Anton Yelchin's parents and documentary filmmakers remember the star on his 30th birthday

Love, Antosha - Still 1
Photo: Anton Yelchin/Sundance Institute

Anton Yelchin, who died in 2016 at the age of 27, would have celebrated his 30th birthday Monday.

The late actor is the subject of a new documentary, Love, Antosha, which pays equal attention to his extraordinary life as it does to his dynamic career. Critics and audiences adored Yelchin, who had evolved over a decade and a half from a child star to one of Hollywood’s most promising young talents, but his friends and collaborators remember him just as much for his kindness and playfulness, his insatiable curiosity, his profound devotion to his parents, and his strength as he struggled with cystic fibrosis.

“There’s a whole audience that needs to learn more about Anton,” editor and first-time director Garret Price tells EW. “I met with Viktor and Irina, and they started telling me stories about Anton, and I was hooked from day one. I knew the story needed to be told.”

Viktor and Irina first approached Drake Doremus, who directed Anton in 2011’s Like Crazy, to possibly make a documentary about their son. The filmmaker felt too close to the subject to direct the movie himself, so he recommended Price, whom he met in film school, and stayed on as a producer. “He was one of my favorite people I ever met in my life,” Doremus says of the late actor. “I loved him so much, and we had such a special, life-changing experience together, so obviously I really wanted to be a part of the film and really wanted to help bring this movie to life.”

Yelchin’s star was still on the rise at the time of his tragic death, the result of a freak accident with his car. Critically adored for his work in indies like Charlie Bartlett, Alpha Dog, Like Crazy, and Green Room, he had also entered blockbuster territory as part of the crew of the U.S.S. Enterprise, playing Pavel Chekov in the J.J. Abrams’ Star Trek reboot series. A devoted student of all kinds of cinema, Yelchin had already developed a unique and wide-ranging résumé at the time of his death and was starting to work toward making his own directorial debut.

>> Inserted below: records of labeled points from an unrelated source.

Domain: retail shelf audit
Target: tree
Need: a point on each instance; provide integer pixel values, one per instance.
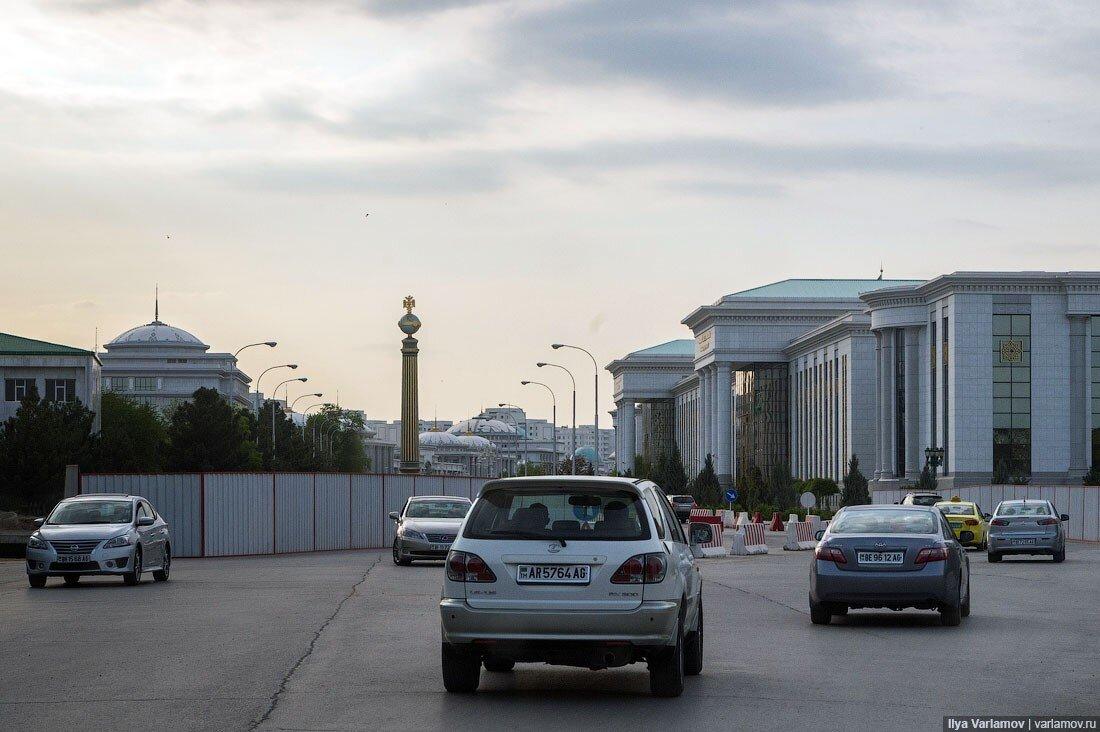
(36, 444)
(855, 485)
(208, 434)
(132, 438)
(705, 488)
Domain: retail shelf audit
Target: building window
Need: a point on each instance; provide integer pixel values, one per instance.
(1011, 396)
(61, 390)
(900, 401)
(17, 390)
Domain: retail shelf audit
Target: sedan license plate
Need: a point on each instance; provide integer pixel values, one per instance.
(879, 557)
(553, 574)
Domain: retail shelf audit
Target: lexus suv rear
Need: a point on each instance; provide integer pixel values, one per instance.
(580, 571)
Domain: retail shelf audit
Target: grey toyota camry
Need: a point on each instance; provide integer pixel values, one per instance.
(889, 556)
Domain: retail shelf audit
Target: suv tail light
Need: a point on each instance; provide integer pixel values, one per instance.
(829, 554)
(931, 554)
(465, 567)
(640, 569)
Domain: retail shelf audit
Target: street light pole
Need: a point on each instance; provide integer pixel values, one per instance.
(595, 417)
(573, 447)
(553, 434)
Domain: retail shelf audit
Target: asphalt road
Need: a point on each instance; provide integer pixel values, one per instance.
(347, 641)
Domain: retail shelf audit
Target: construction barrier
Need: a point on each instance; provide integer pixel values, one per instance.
(749, 539)
(714, 547)
(800, 535)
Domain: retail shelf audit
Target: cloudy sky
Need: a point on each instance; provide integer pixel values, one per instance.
(534, 170)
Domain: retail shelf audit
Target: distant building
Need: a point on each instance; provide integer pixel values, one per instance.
(52, 371)
(163, 366)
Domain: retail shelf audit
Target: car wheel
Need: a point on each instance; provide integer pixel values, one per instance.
(133, 577)
(693, 647)
(820, 613)
(162, 574)
(667, 667)
(400, 558)
(461, 672)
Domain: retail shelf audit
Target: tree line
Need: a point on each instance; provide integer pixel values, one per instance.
(204, 434)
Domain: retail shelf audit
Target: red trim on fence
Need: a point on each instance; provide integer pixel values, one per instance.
(201, 514)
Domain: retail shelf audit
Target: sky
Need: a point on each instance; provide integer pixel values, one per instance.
(534, 171)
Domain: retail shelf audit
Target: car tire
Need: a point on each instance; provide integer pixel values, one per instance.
(461, 672)
(162, 574)
(667, 667)
(133, 577)
(820, 613)
(693, 647)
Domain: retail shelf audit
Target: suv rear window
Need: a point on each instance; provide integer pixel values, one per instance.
(553, 513)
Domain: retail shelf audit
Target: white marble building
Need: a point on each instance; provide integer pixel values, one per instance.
(1001, 370)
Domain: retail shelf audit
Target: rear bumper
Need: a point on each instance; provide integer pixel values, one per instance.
(652, 623)
(925, 588)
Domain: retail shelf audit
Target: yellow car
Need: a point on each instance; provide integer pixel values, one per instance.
(970, 525)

Price conducted 60 interviews with Yelchin’s friends and collaborators — including Abrams, Jennifer Lawrence, Kristen Stewart, Chris Pine, Jodie Foster, Willem Dafoe, Zoe Saldana, Frank Langella, Ben Foster, Bryce Dallas Howard, and Simon Pegg — speaking with great candor and love about him as both an artist and a person (one particularly raunchy recollection from Lawrence is “a favorite moment when you view it with an audience,” Doremus says, laughing).

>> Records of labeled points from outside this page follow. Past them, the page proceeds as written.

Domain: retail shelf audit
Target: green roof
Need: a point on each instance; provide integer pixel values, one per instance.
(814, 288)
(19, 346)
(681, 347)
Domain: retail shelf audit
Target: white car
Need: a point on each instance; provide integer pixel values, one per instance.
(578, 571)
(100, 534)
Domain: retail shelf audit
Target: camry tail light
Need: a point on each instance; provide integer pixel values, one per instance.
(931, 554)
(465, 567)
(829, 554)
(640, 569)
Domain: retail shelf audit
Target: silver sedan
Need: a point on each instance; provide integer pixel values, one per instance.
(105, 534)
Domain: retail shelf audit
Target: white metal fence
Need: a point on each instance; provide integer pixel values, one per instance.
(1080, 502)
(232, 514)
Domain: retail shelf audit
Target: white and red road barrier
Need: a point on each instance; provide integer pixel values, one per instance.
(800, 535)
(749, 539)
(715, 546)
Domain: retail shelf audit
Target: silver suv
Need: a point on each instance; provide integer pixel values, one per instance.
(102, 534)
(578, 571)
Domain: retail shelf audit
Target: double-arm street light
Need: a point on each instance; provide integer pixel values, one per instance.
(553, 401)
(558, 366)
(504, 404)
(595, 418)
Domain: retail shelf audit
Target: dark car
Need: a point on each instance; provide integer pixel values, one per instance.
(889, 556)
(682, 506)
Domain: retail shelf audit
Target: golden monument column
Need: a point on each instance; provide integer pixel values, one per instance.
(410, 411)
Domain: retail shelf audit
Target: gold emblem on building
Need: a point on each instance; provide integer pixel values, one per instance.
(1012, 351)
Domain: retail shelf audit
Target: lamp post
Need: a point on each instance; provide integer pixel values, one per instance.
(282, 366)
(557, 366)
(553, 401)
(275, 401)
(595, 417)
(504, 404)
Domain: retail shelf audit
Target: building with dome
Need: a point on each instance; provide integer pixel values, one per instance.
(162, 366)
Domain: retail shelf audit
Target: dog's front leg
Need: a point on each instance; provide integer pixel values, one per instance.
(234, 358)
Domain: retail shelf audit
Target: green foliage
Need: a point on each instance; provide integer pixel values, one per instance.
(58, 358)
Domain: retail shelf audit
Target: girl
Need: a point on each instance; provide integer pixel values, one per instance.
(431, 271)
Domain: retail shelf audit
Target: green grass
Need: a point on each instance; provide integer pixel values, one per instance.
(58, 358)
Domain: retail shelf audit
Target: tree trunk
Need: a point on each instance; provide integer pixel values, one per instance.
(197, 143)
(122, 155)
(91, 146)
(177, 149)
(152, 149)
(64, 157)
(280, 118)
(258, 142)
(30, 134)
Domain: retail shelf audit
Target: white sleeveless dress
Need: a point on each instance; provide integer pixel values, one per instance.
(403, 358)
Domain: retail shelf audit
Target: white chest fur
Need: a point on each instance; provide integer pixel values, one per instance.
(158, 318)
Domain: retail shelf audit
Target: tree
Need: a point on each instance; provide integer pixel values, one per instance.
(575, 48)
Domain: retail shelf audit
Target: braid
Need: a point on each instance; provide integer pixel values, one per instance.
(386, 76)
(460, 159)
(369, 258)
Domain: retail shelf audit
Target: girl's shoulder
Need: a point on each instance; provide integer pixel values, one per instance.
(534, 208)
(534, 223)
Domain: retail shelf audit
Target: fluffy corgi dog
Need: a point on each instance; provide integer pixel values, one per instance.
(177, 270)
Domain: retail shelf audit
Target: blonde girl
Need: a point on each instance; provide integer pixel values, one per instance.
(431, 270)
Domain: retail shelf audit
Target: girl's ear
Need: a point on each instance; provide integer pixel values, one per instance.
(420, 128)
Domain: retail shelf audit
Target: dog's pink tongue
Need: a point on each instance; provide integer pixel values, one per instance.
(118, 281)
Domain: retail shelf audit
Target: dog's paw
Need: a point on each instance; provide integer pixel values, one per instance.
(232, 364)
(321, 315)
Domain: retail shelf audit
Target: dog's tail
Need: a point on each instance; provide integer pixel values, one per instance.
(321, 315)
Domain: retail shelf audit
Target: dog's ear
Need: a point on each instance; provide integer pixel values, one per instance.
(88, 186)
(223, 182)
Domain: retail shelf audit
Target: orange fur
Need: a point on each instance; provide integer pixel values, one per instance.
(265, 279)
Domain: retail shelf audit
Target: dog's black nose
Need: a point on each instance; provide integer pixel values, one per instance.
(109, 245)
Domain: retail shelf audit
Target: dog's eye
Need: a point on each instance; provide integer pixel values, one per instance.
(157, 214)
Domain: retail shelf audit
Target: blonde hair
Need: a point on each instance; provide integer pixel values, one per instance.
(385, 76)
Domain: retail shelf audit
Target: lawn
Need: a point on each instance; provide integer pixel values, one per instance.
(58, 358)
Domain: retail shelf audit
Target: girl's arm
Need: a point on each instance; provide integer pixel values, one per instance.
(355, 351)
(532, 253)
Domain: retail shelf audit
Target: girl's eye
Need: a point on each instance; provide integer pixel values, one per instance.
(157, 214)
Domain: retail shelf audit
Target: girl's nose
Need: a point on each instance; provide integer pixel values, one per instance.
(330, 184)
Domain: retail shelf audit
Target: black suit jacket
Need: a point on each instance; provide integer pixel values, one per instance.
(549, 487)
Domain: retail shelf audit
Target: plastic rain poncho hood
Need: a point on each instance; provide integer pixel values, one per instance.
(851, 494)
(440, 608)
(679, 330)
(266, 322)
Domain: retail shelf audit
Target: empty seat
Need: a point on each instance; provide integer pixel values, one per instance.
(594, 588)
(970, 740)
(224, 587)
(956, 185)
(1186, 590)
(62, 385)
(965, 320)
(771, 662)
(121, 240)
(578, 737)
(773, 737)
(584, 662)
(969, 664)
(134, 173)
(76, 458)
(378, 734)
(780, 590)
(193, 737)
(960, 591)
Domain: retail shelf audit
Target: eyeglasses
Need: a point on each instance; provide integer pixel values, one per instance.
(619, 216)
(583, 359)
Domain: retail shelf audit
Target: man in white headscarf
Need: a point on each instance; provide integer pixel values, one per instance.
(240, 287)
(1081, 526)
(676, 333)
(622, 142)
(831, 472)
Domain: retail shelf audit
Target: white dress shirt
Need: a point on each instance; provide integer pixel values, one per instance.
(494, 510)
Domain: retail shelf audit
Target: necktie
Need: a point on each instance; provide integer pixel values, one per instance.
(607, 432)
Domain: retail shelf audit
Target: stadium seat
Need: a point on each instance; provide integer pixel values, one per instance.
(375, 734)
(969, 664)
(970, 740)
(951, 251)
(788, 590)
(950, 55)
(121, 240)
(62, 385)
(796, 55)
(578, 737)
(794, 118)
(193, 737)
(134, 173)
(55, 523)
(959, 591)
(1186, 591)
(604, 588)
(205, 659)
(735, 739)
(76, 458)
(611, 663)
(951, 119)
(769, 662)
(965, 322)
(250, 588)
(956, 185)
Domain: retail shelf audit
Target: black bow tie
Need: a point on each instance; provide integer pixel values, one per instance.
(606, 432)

As far as assembling the star-studded lineup, “It wasn’t hard to get them,” Price says. “It really wasn’t. Everybody wanted to be a part of this. All people wanted to do was talk about Anton.”

“They all would say, ‘Thank you very much to make us a part of the movie,’” Viktor says. “They would say ‘honored,” Irina elaborates. “Because everybody wants to see him alive.”

“That’s true,” Doremus says. “Such an extraordinary life, such a unique life. For anybody, all of us to be a part of it is just an absolute gift.”

Viktor and Irina knew that a film would be the most fitting way to honor their late son, though “when we started, we couldn’t imagine the final product,” Viktor admits to EW. “So when I saw the movie from the beginning to the end, once, [it was] exactly what we wanted to see.” (Irina saw it up until the moment of the TV announcement of Anton’s death, “and then I couldn’t watch any further,” she says.)

“The first thing Viktor said when he saw it was Anton would have loved the film,” Doremus recalls. “Although he would say, ‘A film about me?’” Irina adds. “‘Those people are talking about me so nicely!’”

“That’s so true,” Doremus agrees. “But at the same time, if he would have made the film, I feel like he would have made something that feels like this. He wouldn’t have made a straight-ahead movie, [and] Garret made a more kaleidoscopic, sort of emotional journey in his head, the chaotic harvest of finding, and searching. It’s not your standard documentary at all.”

So naturally, Love, Antosha premiered at Sundance, one of Hollywood’s leading venues for not-your-standard-fare. “It’s a home away from home for him,” says Doremus, fondly recalling the 2011 Like Crazy premiere they celebrated there together. Five of the actor’s films screened at the Utah fest — now six.

“To be able to have the opportunity to show this one to this crowd is what he would have wanted, I think,” Price says. “It’s a love letter to family and to cinema, and that’s what I wanted to make. Those are the two things Anton loved most in life, movies and his parents.”

“And masturbating,” Doremus jokes (which, yes, a few anecdotes in the doc support this).

“And life!” Irina reminds them. That too.